At issue in Chevron U.S.A., Inc. v. Mario Echazabal, No. 00-1406, is whether individuals with disabilities like Hepatitis, HIV or other medical conditions have the right to determine for themselves whether to accept the risks of employment; and whether Chevron violated the Americans with Disabilities Act (ADA) when it used an employee’s disability as a reason for denying employment.

“”Mario Echazabal is qualified to perform the functions of the position he sought at Chevron,”” said Lenora Lapidus, Director of the ACLU’s Women’s Rights Project and co-author of the brief. “”An employer’s demand that the functions of a position be performed without risk to one’s health is the same paternalistic argument once used to keep women out of certain work environments.””

Echazabal worked for many years at the coker unit of a Chevron refinery as an employee of various contractors. In 1992, he applied to work directly for Chevron in the same unit. Chevron offered Echazabal the job contingent upon the results of a pre-employment physical examination, and then denied him the job after a physical exam revealed he had Hepatitis-C, a condition that could worsen if he was continually exposed to solvents and chemicals in that particular unit.
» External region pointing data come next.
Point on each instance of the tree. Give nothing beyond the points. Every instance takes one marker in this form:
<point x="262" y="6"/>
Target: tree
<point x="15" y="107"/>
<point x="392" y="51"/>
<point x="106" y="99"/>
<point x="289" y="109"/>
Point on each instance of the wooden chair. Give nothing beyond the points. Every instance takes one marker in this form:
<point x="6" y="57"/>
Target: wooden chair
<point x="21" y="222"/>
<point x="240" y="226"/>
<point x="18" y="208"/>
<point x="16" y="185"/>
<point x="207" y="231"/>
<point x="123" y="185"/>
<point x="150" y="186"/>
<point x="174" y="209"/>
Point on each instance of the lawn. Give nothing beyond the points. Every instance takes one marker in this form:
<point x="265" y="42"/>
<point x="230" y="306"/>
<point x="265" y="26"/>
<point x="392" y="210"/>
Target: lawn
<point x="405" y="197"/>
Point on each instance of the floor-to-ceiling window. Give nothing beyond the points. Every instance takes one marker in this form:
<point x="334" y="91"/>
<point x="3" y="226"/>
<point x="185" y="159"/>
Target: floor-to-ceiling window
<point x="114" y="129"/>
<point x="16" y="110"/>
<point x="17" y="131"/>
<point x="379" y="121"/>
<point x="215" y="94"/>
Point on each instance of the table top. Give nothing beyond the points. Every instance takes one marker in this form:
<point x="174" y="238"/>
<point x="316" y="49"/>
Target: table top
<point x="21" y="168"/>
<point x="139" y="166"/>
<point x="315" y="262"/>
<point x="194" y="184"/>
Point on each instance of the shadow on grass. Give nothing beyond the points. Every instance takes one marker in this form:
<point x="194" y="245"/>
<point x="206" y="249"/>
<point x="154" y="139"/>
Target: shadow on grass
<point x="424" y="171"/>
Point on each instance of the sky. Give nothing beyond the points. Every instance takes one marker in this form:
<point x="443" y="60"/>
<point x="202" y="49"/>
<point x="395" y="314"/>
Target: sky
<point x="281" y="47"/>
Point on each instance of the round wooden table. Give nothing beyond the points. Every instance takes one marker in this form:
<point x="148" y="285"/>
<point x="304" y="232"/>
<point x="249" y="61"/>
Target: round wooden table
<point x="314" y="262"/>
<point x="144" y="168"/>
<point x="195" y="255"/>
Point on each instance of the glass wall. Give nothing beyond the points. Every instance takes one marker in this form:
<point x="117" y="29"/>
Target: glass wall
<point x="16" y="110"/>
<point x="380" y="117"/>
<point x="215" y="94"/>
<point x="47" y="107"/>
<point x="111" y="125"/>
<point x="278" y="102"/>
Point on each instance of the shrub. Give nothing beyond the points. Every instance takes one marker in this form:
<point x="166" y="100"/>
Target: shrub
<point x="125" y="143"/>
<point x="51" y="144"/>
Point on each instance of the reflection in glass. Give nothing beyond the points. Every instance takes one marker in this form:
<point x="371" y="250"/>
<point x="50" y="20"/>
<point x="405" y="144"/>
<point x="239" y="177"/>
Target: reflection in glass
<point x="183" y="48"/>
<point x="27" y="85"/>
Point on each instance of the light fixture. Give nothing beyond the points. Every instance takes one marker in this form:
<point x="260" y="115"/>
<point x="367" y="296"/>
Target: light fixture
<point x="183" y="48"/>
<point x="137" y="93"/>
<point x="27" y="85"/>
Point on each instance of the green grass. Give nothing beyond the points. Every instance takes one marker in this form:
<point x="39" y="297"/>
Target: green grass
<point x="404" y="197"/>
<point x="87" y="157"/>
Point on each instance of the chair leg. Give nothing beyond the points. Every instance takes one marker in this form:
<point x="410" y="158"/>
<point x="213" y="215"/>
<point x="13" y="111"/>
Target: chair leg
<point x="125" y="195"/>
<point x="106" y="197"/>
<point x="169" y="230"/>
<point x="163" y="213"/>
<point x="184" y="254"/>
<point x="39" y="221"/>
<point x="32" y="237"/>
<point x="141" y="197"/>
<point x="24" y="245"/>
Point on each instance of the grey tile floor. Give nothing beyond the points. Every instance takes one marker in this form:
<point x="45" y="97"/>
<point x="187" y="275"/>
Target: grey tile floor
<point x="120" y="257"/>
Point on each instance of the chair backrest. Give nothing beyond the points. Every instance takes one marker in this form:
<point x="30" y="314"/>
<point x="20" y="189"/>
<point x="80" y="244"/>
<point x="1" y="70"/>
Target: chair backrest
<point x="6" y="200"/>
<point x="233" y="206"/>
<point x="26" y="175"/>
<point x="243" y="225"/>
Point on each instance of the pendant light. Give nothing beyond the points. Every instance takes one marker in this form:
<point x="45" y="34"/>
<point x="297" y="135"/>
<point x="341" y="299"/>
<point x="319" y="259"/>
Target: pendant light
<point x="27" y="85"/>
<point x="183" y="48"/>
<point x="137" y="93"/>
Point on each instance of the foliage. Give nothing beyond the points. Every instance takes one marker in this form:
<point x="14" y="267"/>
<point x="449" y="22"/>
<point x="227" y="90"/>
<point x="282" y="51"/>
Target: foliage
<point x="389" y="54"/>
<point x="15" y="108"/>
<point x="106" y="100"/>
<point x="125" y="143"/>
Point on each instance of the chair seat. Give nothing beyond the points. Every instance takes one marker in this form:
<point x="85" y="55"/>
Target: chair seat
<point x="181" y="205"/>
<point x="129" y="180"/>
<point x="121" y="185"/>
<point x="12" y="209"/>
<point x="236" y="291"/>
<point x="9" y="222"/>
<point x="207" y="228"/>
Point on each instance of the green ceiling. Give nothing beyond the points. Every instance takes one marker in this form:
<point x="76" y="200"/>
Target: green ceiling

In 1995 he again applied for the same position and again was denied because of his disability. This time, however, Chevron pressured the contractor for whom Echazabal worked to fire him.

A Ninth Circuit Court of Appeals decision handed down last year held that Chevron could not defend against a disabilities act discrimination claim by arguing that the position sought by Echazabal would harm his health. The Ninth Circuit also held that under the law this sort of defense is only permissible when a disabled individual presents a direct threat to the safety of others.